Scholars have categorized the radical Punjabi poetry of this period as “jujhaarvadi kavita,” while theorizing “jujhaar” as analogous to the Euro-American notions of “resistance” and “commitment.” This paper offers an alternative theorization of “jujhaar” by drawing on previously unavailable archives.
When the agrarian landscape began to be suddenly transformed in 1960s, the Punjabi poets, some of whom were guerrillas, Party members and peasant leaders, responded by radically repurposing the centrality of prakriti in the Sanskrit kavya traditions. Others also drew on the older, non-literary traditions of udaasi, boli and dhadi, while trying to cognize the totality of post-War capitalism from the vantage of Sikhism. By early 1970s, the guerilla magazines were beginning to depict Guru Gobind as a Maoist, while often consecrating Mao as Allah.
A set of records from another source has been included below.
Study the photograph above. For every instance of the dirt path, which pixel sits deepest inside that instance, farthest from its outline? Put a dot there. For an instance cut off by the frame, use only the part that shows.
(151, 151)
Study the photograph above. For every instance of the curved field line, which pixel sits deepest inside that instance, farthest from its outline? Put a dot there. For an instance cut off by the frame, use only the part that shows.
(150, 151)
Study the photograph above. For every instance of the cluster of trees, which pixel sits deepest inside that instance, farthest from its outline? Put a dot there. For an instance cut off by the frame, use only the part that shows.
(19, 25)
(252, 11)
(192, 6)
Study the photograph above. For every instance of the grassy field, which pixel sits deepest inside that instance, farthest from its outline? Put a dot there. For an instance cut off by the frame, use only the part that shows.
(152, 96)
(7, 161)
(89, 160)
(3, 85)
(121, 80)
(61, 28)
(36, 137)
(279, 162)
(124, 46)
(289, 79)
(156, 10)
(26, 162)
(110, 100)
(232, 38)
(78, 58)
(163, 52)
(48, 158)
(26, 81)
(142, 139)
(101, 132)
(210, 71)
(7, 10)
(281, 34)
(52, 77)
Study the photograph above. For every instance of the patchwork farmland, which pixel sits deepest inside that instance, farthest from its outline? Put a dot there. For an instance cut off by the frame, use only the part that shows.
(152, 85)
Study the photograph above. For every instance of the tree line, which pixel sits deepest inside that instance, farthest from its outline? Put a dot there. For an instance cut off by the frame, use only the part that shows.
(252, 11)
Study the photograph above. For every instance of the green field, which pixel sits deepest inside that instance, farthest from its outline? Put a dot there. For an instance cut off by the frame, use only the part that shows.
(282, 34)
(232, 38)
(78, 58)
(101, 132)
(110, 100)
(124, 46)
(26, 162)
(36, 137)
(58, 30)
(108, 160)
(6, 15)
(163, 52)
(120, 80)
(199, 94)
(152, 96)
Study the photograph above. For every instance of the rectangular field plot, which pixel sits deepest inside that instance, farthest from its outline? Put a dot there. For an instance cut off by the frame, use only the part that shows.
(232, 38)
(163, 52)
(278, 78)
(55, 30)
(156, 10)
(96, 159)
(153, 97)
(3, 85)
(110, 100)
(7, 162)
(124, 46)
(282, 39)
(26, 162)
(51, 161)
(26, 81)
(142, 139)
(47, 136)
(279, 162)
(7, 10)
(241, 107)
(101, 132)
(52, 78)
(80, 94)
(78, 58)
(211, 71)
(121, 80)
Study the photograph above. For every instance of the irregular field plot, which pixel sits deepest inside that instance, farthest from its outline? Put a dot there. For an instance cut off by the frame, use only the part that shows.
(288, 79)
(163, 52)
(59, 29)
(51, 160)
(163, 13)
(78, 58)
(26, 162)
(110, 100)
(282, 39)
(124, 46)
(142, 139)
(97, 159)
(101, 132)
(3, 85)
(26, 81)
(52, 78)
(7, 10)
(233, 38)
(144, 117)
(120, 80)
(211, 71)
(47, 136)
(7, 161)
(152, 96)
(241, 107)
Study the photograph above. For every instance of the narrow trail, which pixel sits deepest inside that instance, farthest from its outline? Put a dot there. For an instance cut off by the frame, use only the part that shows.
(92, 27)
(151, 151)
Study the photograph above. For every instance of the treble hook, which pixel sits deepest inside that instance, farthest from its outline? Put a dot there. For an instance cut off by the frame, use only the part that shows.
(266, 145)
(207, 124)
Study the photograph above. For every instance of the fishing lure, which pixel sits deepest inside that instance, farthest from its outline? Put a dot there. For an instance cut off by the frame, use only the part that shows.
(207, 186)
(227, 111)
Further, they also featured rigorous critiques of agrarian political economy alongside translations of contemporary literatures from places as diverse as Angola, the Soviet Union, Bulgaria, Cambodia, Congo, China, Palestine and Chile.
This paper theorizes “jujhaar” as a mode of “vernacular improvisation” that Punjabi poets developed by bricolating different literary, religious and political traditions in order to construct forms that could adequately cognize and resist the rapidly changing dynamics of post-War capitalism.